Beyond tech, however, analysts noted surprising resilience. S&P 500 companies outside the technology realm posted their sharpest positive earnings surprises since the fourth quarter of 2024, according to Seaport Research Partners. Big US banks notched their most profitable quarter ever, lifting the KBW Bank Index 10 percent in April, and small-cap stocks in the Russell 2000 Index are up 13 percent year-to-date, outpacing the S&P 500’s 5.6 percent gain.
Macro Headwinds Test Market Resilience
The stellar earnings performance comes despite a complex macroeconomic backdrop. Surging oil prices, with Brent crude recently topping $120 a barrel for the first time in four years, have become a key concern mentioned by over 70 percent of S&P 500 companies reporting in April, according to Bank of America.
That pressure is compounded by a more hawkish Federal Reserve. This week’s policy meeting revealed a divided central bank, pushing the 10-year Treasury yield to a one-month high around 4.38 percent. Higher yields could pose problems for equities by increasing borrowing costs for companies and consumers.
“We have these fast-rising profits on one side, and then on the other, we have upward pressures on oil prices and bond yields,” said Angelo Kourkafas, senior global investment strategist at Edward Jones. "If we're sitting here in a month or two, and Brent crude is still over $120... that is a very different scenario than what we're looking at right now," added Jeff Buchbinder, chief equity strategist for LPL Financial.

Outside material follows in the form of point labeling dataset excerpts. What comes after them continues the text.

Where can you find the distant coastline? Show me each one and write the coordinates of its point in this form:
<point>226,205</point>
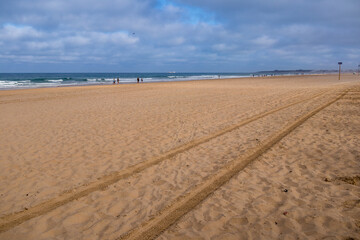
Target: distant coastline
<point>41,80</point>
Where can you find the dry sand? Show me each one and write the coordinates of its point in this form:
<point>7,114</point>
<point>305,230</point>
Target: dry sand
<point>97,162</point>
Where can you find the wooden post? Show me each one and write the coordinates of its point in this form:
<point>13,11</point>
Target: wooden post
<point>339,68</point>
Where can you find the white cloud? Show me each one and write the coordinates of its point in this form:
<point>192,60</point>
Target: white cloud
<point>13,32</point>
<point>265,41</point>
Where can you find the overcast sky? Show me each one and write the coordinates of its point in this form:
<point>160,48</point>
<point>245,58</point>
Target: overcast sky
<point>178,35</point>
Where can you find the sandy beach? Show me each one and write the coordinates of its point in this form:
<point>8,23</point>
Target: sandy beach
<point>248,158</point>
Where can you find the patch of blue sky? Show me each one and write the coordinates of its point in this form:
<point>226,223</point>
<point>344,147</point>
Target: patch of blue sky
<point>192,15</point>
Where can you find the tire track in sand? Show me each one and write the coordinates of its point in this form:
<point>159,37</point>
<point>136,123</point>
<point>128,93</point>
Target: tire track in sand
<point>184,204</point>
<point>9,221</point>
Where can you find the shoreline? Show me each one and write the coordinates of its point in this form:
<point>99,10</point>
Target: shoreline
<point>160,81</point>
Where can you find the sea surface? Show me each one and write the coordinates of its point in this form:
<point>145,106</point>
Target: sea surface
<point>38,80</point>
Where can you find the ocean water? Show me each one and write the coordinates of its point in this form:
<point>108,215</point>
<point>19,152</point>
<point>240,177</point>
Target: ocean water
<point>38,80</point>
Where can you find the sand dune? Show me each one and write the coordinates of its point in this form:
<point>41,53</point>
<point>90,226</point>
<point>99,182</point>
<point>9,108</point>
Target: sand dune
<point>145,146</point>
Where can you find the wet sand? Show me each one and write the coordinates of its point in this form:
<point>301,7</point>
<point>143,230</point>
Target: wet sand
<point>97,162</point>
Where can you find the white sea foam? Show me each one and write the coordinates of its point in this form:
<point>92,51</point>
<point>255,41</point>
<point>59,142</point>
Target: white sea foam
<point>55,80</point>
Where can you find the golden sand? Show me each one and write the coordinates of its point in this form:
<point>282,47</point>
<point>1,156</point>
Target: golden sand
<point>106,162</point>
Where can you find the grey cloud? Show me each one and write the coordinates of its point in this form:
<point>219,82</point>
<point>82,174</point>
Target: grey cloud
<point>134,35</point>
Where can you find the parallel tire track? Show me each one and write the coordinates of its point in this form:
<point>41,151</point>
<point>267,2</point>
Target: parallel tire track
<point>11,220</point>
<point>184,204</point>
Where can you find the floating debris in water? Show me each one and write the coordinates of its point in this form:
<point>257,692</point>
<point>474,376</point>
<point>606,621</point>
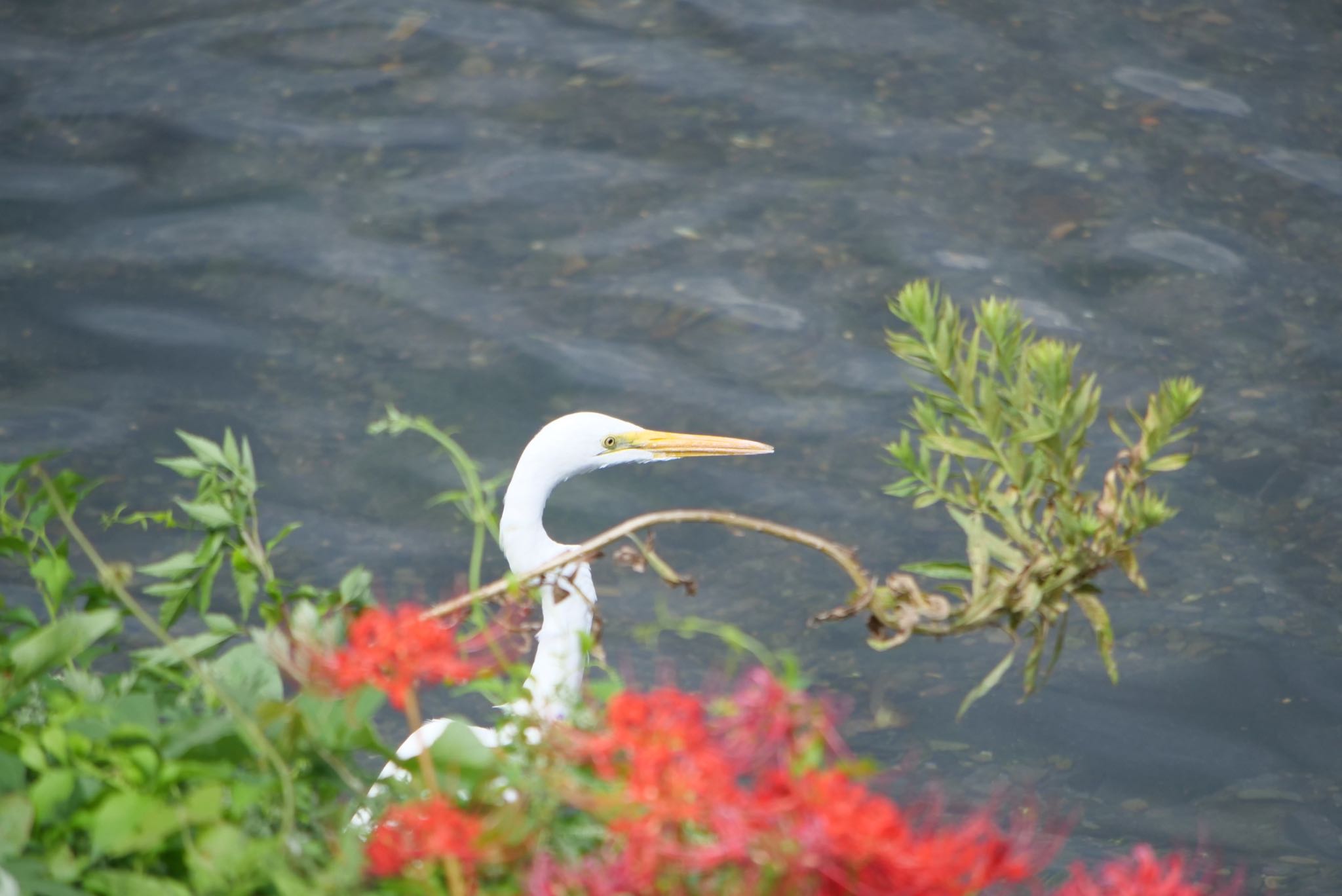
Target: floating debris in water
<point>1320,170</point>
<point>961,261</point>
<point>1188,250</point>
<point>1189,94</point>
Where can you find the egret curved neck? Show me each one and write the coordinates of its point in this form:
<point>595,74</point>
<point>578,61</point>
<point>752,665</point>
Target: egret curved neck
<point>521,526</point>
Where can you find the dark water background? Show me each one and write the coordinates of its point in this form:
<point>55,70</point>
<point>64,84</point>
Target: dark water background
<point>280,216</point>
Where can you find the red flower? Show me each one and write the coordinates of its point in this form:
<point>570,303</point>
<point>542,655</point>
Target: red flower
<point>771,723</point>
<point>1140,875</point>
<point>705,808</point>
<point>396,650</point>
<point>423,831</point>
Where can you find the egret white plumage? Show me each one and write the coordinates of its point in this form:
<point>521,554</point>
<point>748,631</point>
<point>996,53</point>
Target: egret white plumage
<point>573,444</point>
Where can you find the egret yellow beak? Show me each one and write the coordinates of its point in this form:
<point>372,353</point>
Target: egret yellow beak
<point>678,444</point>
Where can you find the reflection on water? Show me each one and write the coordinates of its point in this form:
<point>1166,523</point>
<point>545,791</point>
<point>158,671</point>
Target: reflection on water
<point>280,216</point>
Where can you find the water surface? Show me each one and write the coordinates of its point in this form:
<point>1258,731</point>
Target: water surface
<point>278,216</point>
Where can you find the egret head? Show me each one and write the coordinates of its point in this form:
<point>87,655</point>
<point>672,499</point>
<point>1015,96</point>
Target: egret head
<point>583,441</point>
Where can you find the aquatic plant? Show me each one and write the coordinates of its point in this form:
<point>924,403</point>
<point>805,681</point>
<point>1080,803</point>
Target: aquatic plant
<point>997,435</point>
<point>192,768</point>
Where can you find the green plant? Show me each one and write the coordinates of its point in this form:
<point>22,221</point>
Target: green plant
<point>999,436</point>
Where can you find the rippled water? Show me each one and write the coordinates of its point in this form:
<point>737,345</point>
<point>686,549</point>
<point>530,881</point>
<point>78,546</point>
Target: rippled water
<point>278,216</point>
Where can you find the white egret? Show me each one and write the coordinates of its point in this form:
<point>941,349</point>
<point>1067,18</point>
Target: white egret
<point>573,444</point>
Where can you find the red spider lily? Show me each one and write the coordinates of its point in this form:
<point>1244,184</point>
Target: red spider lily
<point>423,832</point>
<point>705,810</point>
<point>395,650</point>
<point>1140,875</point>
<point>768,723</point>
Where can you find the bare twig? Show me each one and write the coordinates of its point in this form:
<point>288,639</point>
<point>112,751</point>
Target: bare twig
<point>845,557</point>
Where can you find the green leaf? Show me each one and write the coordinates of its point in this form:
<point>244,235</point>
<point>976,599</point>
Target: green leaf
<point>16,817</point>
<point>191,646</point>
<point>130,883</point>
<point>132,823</point>
<point>51,793</point>
<point>987,684</point>
<point>60,641</point>
<point>204,449</point>
<point>218,857</point>
<point>52,572</point>
<point>207,513</point>
<point>461,749</point>
<point>12,773</point>
<point>246,581</point>
<point>356,586</point>
<point>1168,463</point>
<point>940,569</point>
<point>248,675</point>
<point>960,447</point>
<point>281,536</point>
<point>172,567</point>
<point>1098,618</point>
<point>206,585</point>
<point>204,804</point>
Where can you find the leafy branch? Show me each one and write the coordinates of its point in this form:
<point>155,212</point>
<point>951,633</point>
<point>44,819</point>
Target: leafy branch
<point>999,435</point>
<point>477,499</point>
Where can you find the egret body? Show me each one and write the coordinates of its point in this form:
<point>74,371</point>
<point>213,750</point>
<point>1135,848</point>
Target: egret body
<point>573,444</point>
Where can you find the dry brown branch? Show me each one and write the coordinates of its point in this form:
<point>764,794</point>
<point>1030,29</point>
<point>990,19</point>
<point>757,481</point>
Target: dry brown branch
<point>847,560</point>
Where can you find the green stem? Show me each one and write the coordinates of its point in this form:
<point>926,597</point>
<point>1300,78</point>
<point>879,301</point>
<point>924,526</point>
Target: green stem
<point>248,726</point>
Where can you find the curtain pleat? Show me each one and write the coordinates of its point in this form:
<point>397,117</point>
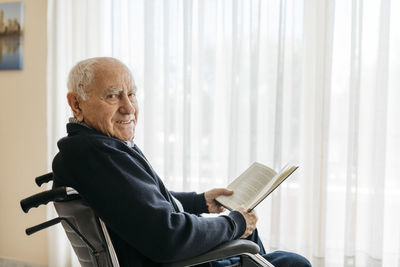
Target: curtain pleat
<point>353,129</point>
<point>224,83</point>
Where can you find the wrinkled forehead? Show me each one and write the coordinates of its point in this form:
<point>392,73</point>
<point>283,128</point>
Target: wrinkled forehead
<point>112,75</point>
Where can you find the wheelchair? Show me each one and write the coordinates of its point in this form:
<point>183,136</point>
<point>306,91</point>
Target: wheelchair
<point>92,244</point>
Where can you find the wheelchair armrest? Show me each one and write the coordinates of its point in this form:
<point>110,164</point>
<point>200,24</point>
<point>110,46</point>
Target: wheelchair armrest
<point>226,250</point>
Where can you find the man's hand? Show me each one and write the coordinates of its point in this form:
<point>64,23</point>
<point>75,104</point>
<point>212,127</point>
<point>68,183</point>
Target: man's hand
<point>251,221</point>
<point>210,196</point>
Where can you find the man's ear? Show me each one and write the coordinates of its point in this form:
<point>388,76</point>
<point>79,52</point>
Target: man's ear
<point>75,104</point>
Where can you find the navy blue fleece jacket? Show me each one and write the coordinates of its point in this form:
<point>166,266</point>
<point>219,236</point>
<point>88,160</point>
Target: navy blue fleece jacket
<point>126,193</point>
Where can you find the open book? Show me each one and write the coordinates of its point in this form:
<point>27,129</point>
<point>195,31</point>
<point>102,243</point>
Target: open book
<point>254,185</point>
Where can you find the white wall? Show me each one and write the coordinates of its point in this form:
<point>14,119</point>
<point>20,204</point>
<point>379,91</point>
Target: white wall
<point>23,140</point>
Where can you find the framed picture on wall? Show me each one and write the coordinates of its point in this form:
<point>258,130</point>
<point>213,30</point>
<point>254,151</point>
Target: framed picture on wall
<point>11,35</point>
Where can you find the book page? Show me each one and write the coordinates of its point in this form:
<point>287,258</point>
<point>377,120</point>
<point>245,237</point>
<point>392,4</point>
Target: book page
<point>248,185</point>
<point>284,173</point>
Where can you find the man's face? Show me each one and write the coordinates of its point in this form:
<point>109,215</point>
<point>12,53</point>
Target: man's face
<point>111,107</point>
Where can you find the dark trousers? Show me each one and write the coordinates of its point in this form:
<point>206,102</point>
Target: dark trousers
<point>277,258</point>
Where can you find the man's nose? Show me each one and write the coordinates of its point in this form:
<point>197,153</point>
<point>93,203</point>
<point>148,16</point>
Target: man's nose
<point>126,106</point>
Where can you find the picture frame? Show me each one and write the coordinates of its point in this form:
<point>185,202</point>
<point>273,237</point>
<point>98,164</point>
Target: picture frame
<point>11,35</point>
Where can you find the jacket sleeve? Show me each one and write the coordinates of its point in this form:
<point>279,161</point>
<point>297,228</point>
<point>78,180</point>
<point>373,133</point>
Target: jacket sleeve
<point>192,202</point>
<point>130,202</point>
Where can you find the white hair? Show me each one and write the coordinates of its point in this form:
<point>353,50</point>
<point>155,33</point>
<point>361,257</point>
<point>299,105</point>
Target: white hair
<point>82,74</point>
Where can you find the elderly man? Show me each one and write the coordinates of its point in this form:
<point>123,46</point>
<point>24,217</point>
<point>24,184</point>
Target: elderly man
<point>100,160</point>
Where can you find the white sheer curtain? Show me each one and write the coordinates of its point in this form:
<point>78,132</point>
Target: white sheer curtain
<point>225,83</point>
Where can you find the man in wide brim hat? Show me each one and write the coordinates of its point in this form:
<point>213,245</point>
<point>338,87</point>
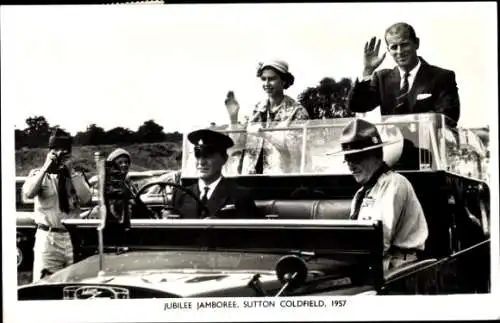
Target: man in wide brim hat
<point>218,194</point>
<point>385,195</point>
<point>279,66</point>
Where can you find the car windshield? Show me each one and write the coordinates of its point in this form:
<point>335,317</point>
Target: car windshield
<point>302,146</point>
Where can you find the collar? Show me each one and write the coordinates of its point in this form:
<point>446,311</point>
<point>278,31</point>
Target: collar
<point>201,184</point>
<point>413,71</point>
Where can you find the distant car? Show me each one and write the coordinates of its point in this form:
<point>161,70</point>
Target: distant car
<point>24,210</point>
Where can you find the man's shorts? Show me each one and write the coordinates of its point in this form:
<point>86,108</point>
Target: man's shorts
<point>52,251</point>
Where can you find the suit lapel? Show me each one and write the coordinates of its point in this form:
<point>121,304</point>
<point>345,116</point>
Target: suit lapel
<point>219,197</point>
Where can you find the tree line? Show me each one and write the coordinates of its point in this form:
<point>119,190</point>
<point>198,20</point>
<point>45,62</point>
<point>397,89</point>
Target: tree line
<point>328,99</point>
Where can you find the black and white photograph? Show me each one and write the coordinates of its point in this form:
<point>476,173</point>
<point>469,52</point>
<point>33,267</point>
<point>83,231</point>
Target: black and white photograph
<point>225,162</point>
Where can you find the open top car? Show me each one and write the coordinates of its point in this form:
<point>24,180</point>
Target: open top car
<point>302,241</point>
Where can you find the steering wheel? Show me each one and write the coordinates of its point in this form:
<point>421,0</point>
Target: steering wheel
<point>167,206</point>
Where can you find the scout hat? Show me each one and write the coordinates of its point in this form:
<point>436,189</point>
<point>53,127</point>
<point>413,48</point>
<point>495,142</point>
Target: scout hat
<point>207,141</point>
<point>359,136</point>
<point>281,67</point>
<point>117,153</point>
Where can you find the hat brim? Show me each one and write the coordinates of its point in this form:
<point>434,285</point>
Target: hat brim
<point>354,151</point>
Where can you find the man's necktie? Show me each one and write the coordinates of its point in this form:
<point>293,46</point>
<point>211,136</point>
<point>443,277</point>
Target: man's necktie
<point>202,210</point>
<point>357,202</point>
<point>402,100</point>
<point>62,190</point>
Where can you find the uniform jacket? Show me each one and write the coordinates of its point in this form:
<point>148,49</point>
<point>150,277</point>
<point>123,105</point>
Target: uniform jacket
<point>226,195</point>
<point>393,201</point>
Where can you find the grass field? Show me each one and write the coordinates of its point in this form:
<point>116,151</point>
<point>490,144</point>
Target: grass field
<point>146,156</point>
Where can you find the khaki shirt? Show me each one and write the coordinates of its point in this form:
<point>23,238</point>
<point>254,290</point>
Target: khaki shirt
<point>47,201</point>
<point>393,200</point>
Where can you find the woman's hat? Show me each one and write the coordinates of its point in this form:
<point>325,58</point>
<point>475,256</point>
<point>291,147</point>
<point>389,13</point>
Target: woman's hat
<point>280,66</point>
<point>359,136</point>
<point>117,153</point>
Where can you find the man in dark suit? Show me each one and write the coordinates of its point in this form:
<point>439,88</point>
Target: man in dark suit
<point>222,198</point>
<point>413,86</point>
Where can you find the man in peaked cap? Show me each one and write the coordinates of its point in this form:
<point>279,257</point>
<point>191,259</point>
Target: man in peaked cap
<point>384,195</point>
<point>58,191</point>
<point>214,191</point>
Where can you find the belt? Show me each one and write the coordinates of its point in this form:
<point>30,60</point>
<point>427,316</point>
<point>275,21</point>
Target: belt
<point>51,229</point>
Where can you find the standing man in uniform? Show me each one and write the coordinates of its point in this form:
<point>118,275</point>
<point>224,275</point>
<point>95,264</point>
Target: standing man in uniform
<point>384,195</point>
<point>413,86</point>
<point>214,191</point>
<point>58,191</point>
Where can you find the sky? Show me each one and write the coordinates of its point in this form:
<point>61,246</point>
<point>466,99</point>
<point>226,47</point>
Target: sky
<point>122,65</point>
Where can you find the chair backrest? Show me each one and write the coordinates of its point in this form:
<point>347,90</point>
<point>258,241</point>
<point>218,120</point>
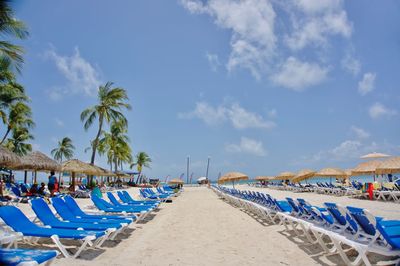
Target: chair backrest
<point>43,212</point>
<point>73,206</point>
<point>127,196</point>
<point>99,202</point>
<point>358,214</point>
<point>62,209</point>
<point>122,197</point>
<point>294,206</point>
<point>16,191</point>
<point>113,200</point>
<point>24,189</point>
<point>15,218</point>
<point>336,214</point>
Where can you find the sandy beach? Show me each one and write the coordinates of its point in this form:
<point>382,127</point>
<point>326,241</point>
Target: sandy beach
<point>198,228</point>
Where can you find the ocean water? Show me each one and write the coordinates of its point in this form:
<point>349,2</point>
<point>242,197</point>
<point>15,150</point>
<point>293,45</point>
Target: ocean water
<point>361,179</point>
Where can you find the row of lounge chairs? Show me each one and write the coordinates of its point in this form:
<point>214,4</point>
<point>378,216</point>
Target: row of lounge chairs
<point>88,229</point>
<point>333,227</point>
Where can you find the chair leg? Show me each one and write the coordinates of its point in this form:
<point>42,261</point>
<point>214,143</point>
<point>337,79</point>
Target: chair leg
<point>60,246</point>
<point>362,255</point>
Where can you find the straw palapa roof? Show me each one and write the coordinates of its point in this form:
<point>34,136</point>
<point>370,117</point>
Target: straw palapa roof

The strong earnings growth suggests the market can withstand these pressures for now. The results provide a powerful counter-narrative to concerns about oil shocks and interest rates, suggesting corporate America's profit engine remains intact. Investors will watch the upcoming April payrolls report, expected to show job growth of 60,000, for the next read on the economy's health.
This article is for informational purposes only and does not constitute investment advice.